My data is xml'ish (here is an excerpt) :-
<bag name="mybag1" version="1.0"/>
<contents id="coins"/>
<bag name="mybag2" version="1.1"/>
<contents id="clothes"/>
<contents id="shoes"/>
<bag name="mybag3" version="1.6"/>
I want to delete line containing mybag2 and its subsequent contents (number of contents lines can vary). Thus I wish to delete from pattern mybag2 up to (but not including) the next "bag name" tag and result in :-
<bag name="mybag1" version="1.0"/>
<contents id="coins"/>
<bag name="mybag3" version="1.6"/>
I have tried this a few different ways with sed and awk and have yet to find a solution. Any help would be appreciated.
This is my solution:
file : awk_tets
BEGIN { flag = 0}
/^<bag name="mybag2"/ { flag = 1}
/^<bag name="mybag3"/ { flag = 0}
{ if (flag == 0) { print; } }
in command line:
$ awk -f awk_test your_data_file > result
Let's try it
kholostoi:
This is my solution:
---------file : awk_tets --------------
BEGIN { flag = 0}
/^<bag name="mybag2"/ { flag = 1}
/^<bag name="mybag3"/ { flag = 0}
{ if (flag == 0) { print; } }
---------------------------------------
in command line: $ awk -f awk_test your_data_file > result
Let's try it
this is what i had in mind too, problem is that it may not handel nested ceses too well.....
I tried that solution :-
me@myserver $ nawk ' BEGIN { flag = 0} /^<bag name="mybag2"/ { flag = 1} /^<bag name="mybag3"/ { flag = 0} { if (flag == 0) { print; }}' test2
<bag name="mybag1" version="1.0"/>
<contents id="coins"/>
<bag name="mybag3" version="1.6"/>
It works, but the issue is that the second bag name could be any value, its not specifically "mybag3", so the second pattern must be the more generic "/^bag name=/
So i tried that also :-
me@myserver $ nawk ' BEGIN { flag = 0} /^<bag name="mybag2"/ { flag = 1} /^<bag name=/ { flag = 0} { if (flag == 0) { print; }}' test2
<bag name="mybag1" version="1.0"/>
<contents id="coins"/>
<bag name="mybag2" version="1.1"/>
<contents id="clothes"/>
<contents id="shoes"/>
<bag name="mybag3" version="1.6"/>
it failed because the flag was being reset straight after it was set as the more generic pattern also matched the mybag2 line.
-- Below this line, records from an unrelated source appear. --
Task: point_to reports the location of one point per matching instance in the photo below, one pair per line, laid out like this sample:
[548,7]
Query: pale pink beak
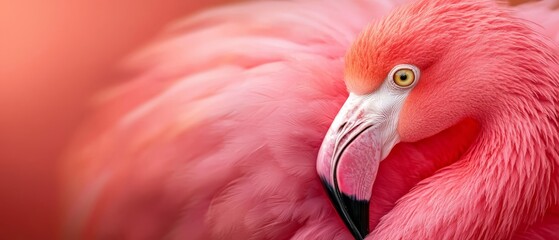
[347,164]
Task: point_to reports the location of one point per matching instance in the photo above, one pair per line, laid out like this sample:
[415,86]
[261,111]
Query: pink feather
[216,136]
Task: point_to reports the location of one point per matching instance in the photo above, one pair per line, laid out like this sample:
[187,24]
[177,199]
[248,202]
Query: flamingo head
[423,69]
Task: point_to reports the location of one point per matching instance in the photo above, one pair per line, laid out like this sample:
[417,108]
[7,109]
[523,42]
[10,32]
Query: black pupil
[403,76]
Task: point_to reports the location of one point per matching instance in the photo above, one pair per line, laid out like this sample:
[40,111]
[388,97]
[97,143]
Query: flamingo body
[217,135]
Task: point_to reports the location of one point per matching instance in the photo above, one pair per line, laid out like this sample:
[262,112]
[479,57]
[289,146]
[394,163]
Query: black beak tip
[355,213]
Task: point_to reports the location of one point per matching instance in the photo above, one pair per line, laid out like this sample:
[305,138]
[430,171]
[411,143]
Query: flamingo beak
[358,140]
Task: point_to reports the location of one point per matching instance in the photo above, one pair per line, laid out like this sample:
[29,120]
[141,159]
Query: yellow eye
[404,77]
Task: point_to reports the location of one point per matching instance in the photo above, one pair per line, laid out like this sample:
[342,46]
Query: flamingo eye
[404,77]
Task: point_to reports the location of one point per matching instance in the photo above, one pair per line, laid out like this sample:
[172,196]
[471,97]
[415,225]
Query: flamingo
[246,122]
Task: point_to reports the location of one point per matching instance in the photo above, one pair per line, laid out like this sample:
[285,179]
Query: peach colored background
[53,56]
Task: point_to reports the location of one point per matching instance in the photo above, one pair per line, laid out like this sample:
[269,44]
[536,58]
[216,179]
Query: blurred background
[54,55]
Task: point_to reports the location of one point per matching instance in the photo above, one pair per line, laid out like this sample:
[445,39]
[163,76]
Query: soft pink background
[53,56]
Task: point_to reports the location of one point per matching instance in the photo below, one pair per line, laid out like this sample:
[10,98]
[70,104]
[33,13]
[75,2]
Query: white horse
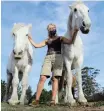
[20,62]
[73,54]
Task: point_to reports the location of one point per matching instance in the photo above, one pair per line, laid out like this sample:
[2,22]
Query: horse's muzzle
[83,30]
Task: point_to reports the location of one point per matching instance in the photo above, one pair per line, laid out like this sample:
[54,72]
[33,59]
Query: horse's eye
[13,34]
[75,10]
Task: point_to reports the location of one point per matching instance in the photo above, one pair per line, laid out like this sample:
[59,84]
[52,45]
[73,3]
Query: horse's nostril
[20,52]
[14,52]
[83,24]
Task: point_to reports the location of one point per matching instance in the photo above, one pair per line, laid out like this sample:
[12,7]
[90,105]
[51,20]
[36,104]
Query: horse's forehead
[22,30]
[81,6]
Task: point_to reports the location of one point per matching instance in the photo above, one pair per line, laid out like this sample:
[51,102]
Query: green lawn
[7,107]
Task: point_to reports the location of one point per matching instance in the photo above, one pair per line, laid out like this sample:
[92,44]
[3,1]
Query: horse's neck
[29,48]
[77,39]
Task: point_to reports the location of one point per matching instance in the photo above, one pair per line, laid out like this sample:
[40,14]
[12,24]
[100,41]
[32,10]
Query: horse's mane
[17,27]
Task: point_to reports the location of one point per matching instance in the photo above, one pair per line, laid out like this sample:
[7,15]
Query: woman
[53,61]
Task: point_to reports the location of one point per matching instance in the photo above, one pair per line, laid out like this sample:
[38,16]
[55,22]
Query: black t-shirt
[54,45]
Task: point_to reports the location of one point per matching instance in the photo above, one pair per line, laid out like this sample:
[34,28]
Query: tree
[3,89]
[89,84]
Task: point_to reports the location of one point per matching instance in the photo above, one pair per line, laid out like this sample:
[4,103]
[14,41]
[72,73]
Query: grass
[99,106]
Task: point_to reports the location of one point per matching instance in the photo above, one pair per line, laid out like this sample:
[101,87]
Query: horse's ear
[70,6]
[30,26]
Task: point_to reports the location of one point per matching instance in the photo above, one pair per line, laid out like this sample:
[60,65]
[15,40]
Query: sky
[40,14]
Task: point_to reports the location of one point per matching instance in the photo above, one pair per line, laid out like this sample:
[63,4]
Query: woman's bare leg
[40,86]
[54,87]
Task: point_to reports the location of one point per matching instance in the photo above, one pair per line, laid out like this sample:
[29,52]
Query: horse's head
[79,17]
[20,34]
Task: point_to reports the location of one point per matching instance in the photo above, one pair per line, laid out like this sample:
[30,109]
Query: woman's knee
[43,78]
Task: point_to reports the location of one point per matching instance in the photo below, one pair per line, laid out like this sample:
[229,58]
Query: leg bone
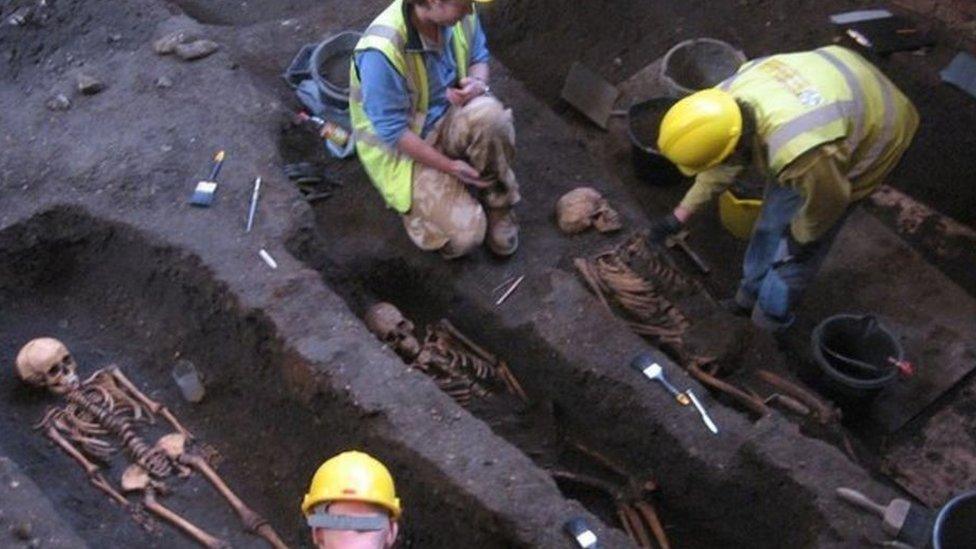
[650,517]
[191,529]
[629,515]
[253,521]
[151,405]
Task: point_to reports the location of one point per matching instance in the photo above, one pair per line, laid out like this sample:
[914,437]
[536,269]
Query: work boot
[734,307]
[502,236]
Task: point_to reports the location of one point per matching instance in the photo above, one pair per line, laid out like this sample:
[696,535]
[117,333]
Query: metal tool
[893,515]
[203,193]
[645,364]
[510,290]
[581,533]
[254,204]
[701,411]
[680,240]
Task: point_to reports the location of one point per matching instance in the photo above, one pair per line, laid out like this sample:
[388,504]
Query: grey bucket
[955,525]
[852,354]
[699,64]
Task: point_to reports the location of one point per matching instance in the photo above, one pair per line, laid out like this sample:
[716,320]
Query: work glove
[664,227]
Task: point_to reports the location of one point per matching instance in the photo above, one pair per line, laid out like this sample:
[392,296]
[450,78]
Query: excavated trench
[700,504]
[114,296]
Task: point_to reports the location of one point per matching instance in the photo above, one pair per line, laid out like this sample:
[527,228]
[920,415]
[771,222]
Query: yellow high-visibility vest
[803,100]
[390,170]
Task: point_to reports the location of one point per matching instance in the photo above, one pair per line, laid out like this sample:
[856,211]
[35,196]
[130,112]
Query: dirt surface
[99,248]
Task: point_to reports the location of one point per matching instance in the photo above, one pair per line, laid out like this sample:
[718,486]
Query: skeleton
[643,299]
[387,323]
[108,405]
[584,207]
[635,511]
[458,366]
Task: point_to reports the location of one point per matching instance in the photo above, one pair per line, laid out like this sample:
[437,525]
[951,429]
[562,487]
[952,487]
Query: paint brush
[204,192]
[254,204]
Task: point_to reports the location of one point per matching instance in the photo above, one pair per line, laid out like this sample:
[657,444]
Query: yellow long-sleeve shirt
[815,175]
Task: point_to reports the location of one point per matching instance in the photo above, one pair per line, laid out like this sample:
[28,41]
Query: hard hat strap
[370,523]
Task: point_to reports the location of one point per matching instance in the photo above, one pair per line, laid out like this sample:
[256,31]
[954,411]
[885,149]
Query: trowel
[645,364]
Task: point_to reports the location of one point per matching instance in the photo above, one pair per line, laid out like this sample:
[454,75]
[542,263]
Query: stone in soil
[89,85]
[196,50]
[59,102]
[167,44]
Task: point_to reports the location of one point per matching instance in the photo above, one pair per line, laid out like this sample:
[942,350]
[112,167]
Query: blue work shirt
[386,98]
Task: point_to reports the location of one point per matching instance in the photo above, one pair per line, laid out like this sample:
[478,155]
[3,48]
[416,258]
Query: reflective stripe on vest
[877,129]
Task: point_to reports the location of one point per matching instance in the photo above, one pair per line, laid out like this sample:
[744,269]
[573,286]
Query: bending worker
[352,504]
[824,128]
[427,128]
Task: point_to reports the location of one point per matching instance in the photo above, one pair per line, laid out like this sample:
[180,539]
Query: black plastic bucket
[955,525]
[853,353]
[643,125]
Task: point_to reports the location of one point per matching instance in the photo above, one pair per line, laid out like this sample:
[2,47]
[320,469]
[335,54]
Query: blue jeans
[772,282]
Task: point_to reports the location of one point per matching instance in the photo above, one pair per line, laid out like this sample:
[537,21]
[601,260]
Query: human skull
[391,327]
[46,362]
[583,207]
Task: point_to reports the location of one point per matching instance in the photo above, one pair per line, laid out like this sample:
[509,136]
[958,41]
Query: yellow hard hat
[700,131]
[352,476]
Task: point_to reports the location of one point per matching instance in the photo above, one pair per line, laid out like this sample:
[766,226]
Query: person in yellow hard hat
[435,143]
[351,503]
[823,128]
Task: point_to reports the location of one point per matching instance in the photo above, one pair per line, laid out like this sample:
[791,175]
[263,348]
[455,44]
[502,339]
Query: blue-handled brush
[204,192]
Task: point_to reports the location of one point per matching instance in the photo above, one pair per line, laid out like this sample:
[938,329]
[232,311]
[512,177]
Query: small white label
[268,259]
[586,539]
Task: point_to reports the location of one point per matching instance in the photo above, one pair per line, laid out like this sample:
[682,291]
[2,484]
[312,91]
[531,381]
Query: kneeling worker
[824,128]
[426,127]
[352,504]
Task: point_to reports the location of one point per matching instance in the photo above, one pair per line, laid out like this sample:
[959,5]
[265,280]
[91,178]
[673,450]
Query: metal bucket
[699,64]
[643,125]
[852,352]
[955,525]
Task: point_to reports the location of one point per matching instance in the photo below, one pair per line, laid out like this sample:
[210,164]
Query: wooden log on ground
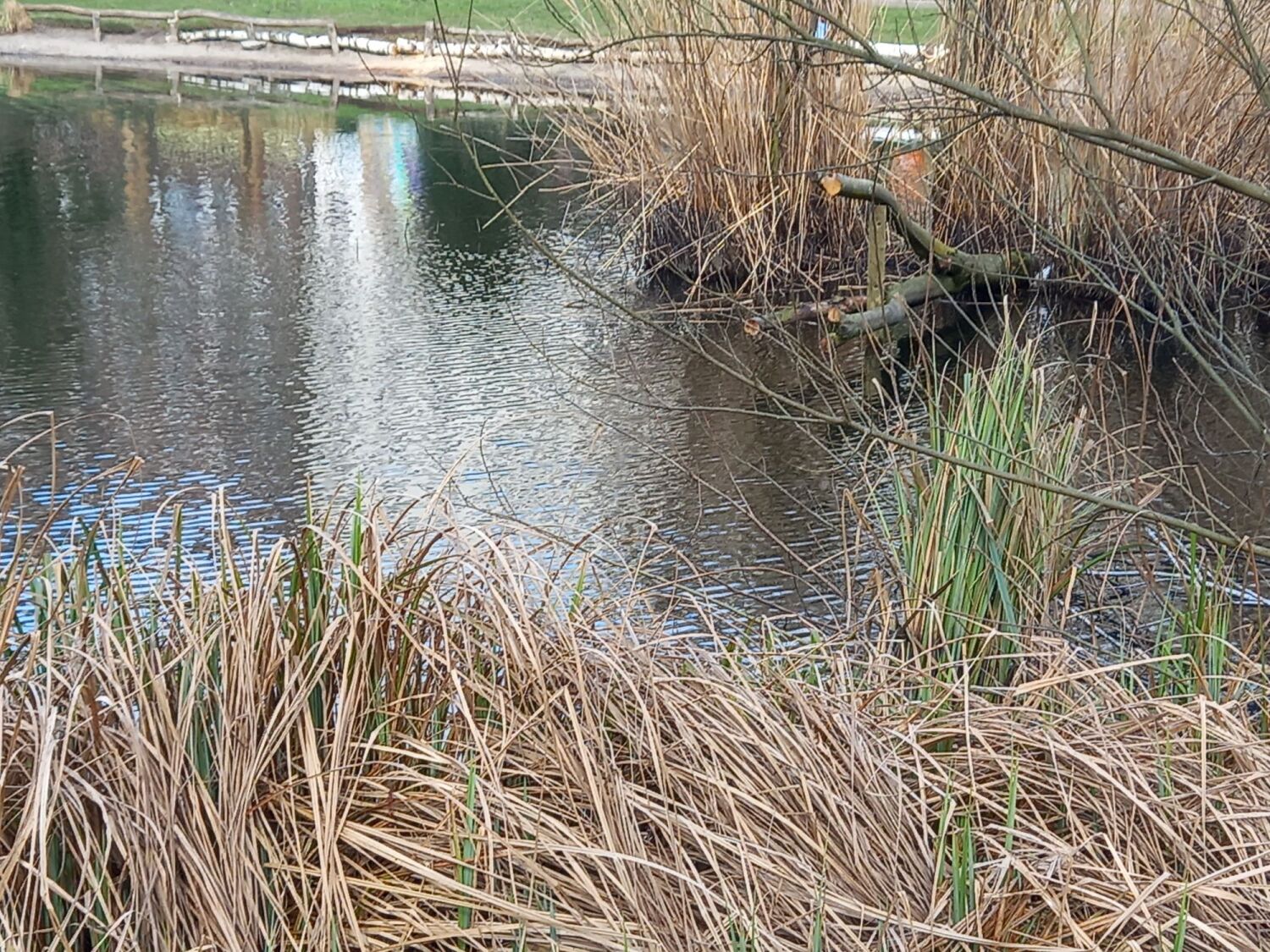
[949,272]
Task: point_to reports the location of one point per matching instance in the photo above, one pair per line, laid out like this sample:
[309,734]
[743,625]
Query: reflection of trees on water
[294,294]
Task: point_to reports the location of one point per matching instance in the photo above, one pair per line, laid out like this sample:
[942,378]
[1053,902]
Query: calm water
[263,299]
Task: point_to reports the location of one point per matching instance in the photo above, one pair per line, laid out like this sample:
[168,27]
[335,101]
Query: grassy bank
[893,23]
[467,751]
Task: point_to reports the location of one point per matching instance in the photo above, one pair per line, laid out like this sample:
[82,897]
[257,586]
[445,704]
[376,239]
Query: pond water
[267,300]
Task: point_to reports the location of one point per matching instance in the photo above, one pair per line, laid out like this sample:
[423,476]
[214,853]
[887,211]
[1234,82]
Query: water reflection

Then I switched the pattern order and BINGO !
me@myserver $ nawk ' BEGIN { flag = 0} /^<bag name=/ { flag = 0} /^<bag name="mybag2"/ { flag = 1} { if (flag == 0) { print; }}' test2<bag
name="mybag1" version="1.0"/>
<contents id="coins"/>
<bag name="mybag3" version="1.6"/>
Thanks very much for leading me in the right direction kholostoi
Or:
awk '/^<bag name=/{f=0}$0~v{f=1}!f' v="mybag2" file
Use nawk or /usr/xpg4/bin/awk on Solaris.
much more elegant, thanks radoulov
I will use that